3 About 985 (983-986). One vellum of the Landnama-bok (Book of Settlements) says sixteen, the other fifteen years.
4 Bishop Frederick was from “Saxland” (Saxony). According to the Kristni-Saga he came to Iceland “in the summer when the land had been settled one-hundred-and-seven winters,” i.e., in 981. He made but little headway in preaching Christianity.
5 Hafgerdingar (sea-rollers) are supposed to have been earthquake waves, and the lines evidently refer to such tidal-waves caused by an unusually severe earthquake in the year 986. See Reeves, p. 180, (63). The prose sense of the stave is: “I beg the blessed friend of the monks to further our voyage. May the Lord of the heavens hold his hand over me.”
6 “Certainly a marvellous coincidence, but it is quite in character with the no less surprising accuracy with which the explorers of this history [i.e., the Flat Island Book narrative] succeeded in finding ‘Leif’s-booths’ in a country which was as strange to them as Greenland to Biarni.” (Reeves.)
7 Earl Eric ruled in Norway from 1000 to 1015.
8 These two words designate positions of the sun at two points of time. Early commentators got much more definite results from this observation than later ones, with scientific assistance, have succeeded in getting. Largely on the basis of it, Rafn (in Antiquitates Americanæ), concluded that Vinland was in Rhode Island. Both Storm and Reeves, after detailed investigation, declare that it cannot be shown from this passage how far to the south Vinland was located. Captain Phythian, U.S.N., who has given the question careful consideration, says: “The data furnished are not sufficiently definite to warrant a more positive assertion than that the explorers could not have been, when the record was made, farther north than Lat. [say] 49°.” See Reeves, p. 181, (66).
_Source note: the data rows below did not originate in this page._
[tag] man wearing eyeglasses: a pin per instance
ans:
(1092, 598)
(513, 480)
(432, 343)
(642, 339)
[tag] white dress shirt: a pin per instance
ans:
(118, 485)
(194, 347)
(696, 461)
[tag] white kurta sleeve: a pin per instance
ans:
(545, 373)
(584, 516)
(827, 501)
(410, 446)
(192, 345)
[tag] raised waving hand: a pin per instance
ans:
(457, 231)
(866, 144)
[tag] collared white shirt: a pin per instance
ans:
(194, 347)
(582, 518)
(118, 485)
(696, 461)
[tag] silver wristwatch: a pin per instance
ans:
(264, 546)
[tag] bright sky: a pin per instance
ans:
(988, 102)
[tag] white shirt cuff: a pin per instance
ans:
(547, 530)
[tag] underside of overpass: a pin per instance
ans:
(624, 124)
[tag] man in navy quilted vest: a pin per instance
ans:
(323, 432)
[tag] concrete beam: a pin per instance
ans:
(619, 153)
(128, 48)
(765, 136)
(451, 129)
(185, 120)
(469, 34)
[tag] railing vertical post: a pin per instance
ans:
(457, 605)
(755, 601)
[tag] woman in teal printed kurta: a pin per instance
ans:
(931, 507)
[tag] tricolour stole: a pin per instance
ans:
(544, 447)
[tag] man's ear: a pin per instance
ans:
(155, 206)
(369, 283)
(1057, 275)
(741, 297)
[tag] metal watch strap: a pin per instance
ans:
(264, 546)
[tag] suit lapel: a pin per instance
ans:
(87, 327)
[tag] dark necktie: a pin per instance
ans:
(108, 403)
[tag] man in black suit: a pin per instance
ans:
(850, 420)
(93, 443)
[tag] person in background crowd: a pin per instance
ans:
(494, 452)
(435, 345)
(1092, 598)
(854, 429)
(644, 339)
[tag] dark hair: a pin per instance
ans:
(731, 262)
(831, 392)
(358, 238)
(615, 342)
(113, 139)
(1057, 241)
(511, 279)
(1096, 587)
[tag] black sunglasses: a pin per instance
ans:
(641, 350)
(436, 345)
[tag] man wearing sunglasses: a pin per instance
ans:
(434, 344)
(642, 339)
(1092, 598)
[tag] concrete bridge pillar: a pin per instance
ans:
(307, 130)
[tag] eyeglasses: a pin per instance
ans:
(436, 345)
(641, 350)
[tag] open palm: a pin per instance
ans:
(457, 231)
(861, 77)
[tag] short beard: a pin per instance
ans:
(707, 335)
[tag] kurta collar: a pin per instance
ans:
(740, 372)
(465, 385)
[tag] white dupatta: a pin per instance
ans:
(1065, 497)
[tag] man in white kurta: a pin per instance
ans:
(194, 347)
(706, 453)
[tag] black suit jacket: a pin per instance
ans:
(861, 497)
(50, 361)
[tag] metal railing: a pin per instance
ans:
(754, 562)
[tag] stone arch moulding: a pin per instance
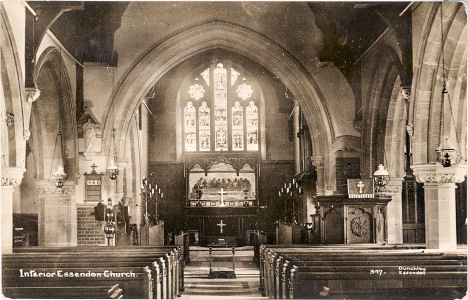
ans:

9 Evidently an incorrect statement. Landnama-bok, the authority on genealogical matters, says: “His son was Thorbiorn, father of Gudrid who married Thorstein, son of Eric the Red, and afterwards Thorfinn Karlsefni.” Thori Eastman (the Norwegian) is not mentioned in the Landnama-bok.
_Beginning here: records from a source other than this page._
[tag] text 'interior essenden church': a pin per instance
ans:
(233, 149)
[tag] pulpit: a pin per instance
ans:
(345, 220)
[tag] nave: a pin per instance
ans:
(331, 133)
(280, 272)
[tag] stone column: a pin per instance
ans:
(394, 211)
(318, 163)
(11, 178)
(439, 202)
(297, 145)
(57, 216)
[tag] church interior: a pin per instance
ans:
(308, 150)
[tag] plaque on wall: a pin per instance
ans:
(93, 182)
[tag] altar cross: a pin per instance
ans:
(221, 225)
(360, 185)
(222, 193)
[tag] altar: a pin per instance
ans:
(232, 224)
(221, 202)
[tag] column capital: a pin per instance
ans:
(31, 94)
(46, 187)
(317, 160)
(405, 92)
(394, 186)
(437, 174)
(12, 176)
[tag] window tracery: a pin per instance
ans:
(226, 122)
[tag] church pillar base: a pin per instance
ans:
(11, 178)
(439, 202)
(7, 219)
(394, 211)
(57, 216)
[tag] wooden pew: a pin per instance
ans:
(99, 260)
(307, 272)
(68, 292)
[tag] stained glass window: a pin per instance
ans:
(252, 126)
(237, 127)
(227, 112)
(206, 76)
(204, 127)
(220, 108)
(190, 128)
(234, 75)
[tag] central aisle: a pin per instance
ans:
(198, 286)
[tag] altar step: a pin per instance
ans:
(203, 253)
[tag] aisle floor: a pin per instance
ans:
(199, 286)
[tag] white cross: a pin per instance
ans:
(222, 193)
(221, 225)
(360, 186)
10 This cruel virago plays a much less conspicuous part in the version of Hauk’s Book and AM. 557.
11 “A weather-vane, or other ornament at the point of the gable of a house or upon a ship.” (Fritzner.)
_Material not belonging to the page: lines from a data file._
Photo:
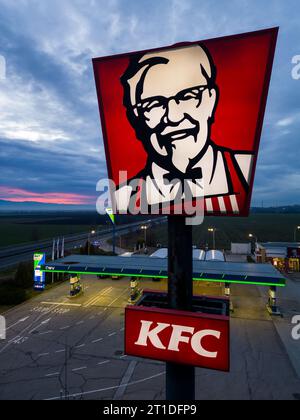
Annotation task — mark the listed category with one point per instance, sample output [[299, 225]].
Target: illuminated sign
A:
[[39, 276], [178, 336], [182, 124]]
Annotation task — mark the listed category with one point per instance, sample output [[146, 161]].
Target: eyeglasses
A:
[[161, 103]]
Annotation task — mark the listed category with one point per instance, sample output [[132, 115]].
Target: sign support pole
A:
[[114, 238], [180, 379]]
From Adam of Bremen’s1 Descriptio Insularum Aquilonis
Moreover he2 spoke of an island in that ocean3 discovered by many, which is called Vinland, for the reason that vines grow wild there, which yield the best of wine. Moreover that grain unsown4 grows there abundantly, is not a fabulous fancy, but, from the accounts of the Danes, we know to be a fact. Beyond this island, it is said, that there is no habitable land in that ocean, but all those regions which are beyond are filled with insupportable ice and boundless gloom, to which Martian thus refers: “One day’s sail beyond Thile the sea is frozen.” This was essayed not long since by that very enter prising Northmen’s prince, Harold,5 who explored the extent of the northern ocean with his ship, but was scarcely able by retreating to escape in safety from the gulf’s enormous abyss, where before his eyes the vanishing bounds of earth were hidden in gloom.